Nunca antes un gobierno ha tenido una plataforma tan portentosa de dominación mediática. Ya la gente conoce anticipadamente la opinión de un colectivo fichado de medios, periodistas, académicos y comunicadores cada vez más grande comprado a precio servil con dinero público; su oficialismo rancio apesta. Periodistas y opinantes profesionales de viejos fondillos roídos y zapatos ajados hoy son respetables dueños de medios; otros, príncipes del periodismo de kilates: sus opiniones son cátedras y sus juicios sentencias. Esos no se molestan por minucias; con ellos hay que negociar paquetes publicitarios, contratas, comisiones y cargos diplomáticos.
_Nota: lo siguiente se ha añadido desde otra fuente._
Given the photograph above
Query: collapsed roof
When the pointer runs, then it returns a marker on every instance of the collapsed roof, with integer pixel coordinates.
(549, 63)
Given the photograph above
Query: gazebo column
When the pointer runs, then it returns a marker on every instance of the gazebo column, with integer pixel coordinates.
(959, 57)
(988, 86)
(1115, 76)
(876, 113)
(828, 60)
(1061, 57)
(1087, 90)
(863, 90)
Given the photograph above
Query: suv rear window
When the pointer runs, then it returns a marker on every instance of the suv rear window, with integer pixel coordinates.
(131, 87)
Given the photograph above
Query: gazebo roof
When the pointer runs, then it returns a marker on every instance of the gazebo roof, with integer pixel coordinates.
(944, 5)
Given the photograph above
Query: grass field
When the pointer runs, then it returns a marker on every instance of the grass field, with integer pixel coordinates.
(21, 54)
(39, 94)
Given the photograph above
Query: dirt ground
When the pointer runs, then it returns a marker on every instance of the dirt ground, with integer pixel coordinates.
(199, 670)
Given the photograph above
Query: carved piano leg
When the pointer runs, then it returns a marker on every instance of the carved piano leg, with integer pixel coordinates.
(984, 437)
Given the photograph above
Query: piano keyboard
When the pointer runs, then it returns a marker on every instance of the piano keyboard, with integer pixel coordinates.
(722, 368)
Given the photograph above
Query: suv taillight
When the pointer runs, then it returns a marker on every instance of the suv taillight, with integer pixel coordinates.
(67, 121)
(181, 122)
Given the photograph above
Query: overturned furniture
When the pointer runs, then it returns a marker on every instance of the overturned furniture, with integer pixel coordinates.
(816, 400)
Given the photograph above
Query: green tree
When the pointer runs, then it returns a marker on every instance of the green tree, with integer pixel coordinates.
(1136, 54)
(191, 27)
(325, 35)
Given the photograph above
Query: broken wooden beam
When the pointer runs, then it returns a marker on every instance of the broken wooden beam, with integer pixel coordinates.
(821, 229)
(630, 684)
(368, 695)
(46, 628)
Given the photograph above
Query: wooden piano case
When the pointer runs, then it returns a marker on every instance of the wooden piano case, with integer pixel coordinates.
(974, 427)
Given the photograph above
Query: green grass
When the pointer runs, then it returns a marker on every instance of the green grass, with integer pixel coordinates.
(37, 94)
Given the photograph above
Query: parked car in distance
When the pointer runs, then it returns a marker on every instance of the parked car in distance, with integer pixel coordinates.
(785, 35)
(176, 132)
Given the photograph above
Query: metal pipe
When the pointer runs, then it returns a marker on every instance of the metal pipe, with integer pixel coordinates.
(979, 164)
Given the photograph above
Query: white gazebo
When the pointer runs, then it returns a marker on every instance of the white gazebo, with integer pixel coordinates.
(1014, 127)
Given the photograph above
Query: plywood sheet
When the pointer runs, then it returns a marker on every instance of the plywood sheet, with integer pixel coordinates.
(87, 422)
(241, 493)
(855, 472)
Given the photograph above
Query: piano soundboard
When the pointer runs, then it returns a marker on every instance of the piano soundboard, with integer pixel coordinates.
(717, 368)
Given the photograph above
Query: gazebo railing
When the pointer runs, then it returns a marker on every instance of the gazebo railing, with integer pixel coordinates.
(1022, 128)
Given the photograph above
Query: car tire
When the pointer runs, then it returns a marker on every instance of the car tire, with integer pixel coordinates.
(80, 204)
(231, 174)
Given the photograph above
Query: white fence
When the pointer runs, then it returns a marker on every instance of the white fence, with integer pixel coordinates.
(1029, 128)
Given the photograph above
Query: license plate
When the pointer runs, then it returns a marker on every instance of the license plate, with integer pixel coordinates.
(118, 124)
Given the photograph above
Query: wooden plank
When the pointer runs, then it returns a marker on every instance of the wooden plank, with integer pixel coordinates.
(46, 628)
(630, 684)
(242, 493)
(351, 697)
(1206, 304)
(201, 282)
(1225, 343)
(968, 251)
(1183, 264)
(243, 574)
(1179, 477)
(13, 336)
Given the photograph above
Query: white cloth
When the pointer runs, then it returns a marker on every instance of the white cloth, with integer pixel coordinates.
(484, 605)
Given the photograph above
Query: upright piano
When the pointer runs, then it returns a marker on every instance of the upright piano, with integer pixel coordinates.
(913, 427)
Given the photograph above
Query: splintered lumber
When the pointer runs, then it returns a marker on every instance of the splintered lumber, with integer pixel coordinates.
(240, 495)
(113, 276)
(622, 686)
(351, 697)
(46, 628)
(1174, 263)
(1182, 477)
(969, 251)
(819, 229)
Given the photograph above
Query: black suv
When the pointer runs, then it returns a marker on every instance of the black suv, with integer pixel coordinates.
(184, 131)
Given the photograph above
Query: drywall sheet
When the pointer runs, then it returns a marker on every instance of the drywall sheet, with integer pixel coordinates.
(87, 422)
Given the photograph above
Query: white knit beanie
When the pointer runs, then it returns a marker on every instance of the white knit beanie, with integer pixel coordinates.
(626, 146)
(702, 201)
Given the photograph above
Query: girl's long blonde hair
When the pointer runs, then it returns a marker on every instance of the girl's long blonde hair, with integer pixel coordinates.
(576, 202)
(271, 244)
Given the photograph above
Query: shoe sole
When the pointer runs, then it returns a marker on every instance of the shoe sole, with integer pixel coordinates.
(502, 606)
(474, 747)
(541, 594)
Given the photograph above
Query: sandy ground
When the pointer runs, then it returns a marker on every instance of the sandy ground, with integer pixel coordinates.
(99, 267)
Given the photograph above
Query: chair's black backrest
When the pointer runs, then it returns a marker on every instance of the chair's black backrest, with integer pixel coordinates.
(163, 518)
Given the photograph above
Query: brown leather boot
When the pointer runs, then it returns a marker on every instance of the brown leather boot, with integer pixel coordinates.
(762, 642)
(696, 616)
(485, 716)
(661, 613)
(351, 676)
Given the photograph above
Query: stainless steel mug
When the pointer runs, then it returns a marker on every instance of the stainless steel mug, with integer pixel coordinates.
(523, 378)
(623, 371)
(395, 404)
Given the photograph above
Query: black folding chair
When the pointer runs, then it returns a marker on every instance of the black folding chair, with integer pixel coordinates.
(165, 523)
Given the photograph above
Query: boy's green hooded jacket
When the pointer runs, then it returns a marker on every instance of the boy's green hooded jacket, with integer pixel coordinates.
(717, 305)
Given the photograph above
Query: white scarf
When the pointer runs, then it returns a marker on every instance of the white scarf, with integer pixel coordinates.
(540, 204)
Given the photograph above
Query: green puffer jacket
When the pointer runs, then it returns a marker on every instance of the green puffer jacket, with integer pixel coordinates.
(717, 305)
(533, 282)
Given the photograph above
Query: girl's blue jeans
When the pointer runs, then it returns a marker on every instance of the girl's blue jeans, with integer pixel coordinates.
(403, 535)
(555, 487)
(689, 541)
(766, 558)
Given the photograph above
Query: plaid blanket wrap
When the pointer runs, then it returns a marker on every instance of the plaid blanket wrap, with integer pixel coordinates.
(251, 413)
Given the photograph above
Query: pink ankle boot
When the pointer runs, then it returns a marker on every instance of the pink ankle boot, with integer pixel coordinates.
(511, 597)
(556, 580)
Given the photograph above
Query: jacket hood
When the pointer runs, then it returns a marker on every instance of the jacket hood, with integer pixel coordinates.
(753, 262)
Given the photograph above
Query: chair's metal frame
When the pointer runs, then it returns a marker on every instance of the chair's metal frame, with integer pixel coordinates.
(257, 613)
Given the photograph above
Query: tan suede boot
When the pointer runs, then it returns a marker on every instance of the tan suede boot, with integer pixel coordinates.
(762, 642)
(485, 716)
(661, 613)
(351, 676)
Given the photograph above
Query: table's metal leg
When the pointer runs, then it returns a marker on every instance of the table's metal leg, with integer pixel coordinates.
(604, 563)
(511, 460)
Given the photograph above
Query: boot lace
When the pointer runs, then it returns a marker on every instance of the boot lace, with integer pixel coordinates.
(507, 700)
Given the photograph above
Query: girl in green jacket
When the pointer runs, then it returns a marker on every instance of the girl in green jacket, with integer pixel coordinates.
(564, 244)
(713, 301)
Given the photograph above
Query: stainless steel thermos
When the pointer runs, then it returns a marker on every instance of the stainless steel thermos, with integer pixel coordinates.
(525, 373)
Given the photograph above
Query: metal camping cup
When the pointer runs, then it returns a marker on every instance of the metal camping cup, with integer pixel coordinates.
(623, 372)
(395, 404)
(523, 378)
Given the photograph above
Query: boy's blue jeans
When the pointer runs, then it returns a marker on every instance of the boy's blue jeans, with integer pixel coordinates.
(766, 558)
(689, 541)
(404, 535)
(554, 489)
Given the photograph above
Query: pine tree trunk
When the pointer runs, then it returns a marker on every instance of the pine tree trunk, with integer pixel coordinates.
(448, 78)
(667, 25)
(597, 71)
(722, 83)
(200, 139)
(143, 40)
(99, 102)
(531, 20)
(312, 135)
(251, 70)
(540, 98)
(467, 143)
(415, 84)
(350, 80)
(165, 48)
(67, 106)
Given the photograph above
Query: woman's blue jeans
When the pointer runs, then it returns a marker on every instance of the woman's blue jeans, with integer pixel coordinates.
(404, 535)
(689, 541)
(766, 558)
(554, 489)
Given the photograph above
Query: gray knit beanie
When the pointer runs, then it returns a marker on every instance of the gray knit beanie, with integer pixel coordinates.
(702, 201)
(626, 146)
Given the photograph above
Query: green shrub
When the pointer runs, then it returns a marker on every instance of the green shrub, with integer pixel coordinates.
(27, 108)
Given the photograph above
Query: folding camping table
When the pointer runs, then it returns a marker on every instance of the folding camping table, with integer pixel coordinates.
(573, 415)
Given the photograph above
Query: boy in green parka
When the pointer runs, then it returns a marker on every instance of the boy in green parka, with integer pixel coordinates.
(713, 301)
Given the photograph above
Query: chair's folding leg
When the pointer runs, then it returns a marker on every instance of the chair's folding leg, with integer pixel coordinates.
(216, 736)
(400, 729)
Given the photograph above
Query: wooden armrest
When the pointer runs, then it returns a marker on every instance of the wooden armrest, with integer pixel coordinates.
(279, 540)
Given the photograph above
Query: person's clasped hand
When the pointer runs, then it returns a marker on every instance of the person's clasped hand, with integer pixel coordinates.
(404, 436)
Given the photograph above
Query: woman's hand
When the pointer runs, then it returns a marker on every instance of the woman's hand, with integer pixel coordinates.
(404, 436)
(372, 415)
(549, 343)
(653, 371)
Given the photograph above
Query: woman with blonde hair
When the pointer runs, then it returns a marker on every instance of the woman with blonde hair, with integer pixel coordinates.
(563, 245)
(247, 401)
Son presumidos y soberbios, templos de la última razón. Se les ve en las giras presidenciales, en hoteles de cinco estrellas, en finos restaurantes dando lecciones enólogas o levantando copas espumantes. Son los dueños de las estrategias que soportan las grandes tramas políticas; los que limpiamente hacen el juego sucio sin arrugas ni culpas. Esos tutean a los respetables y los mandan a la mierda cuando quieren, convencidos de que pueden pasar de una parcela a otra sin que su fama sufra menoscabo porque entre su delirante fanaticada dominan los pensadores gástricos y los mercaderes de la lisonja.
Un amigo extranjero, al oír la vocinglería de uno de esos gobiernos radiales, me preguntó: ¿Y por qué hablan como si estuvieran discutiendo? Para contrastar le contesté sobriamente: “Porque no discuten opiniones, defienden posiciones”. La comunicación política de hoy es la industria de la fabulación, el retorcimiento, la manipulación y la extorsión. Está diseñada perversamente para nublar, confundir, desdoblar, enlodar y prejuiciar. Un poder corrompido y hambriento con una enorme fuerza seductora hace de una sociedad sin conciencia crítica su mejor antojo. Ahora no solo nos toca defendernos de nuestros “representantes”, sino también cuidarnos de sus bayonetas. La prensa anda en tangas y tacones tentando la noche... cierren las puertas.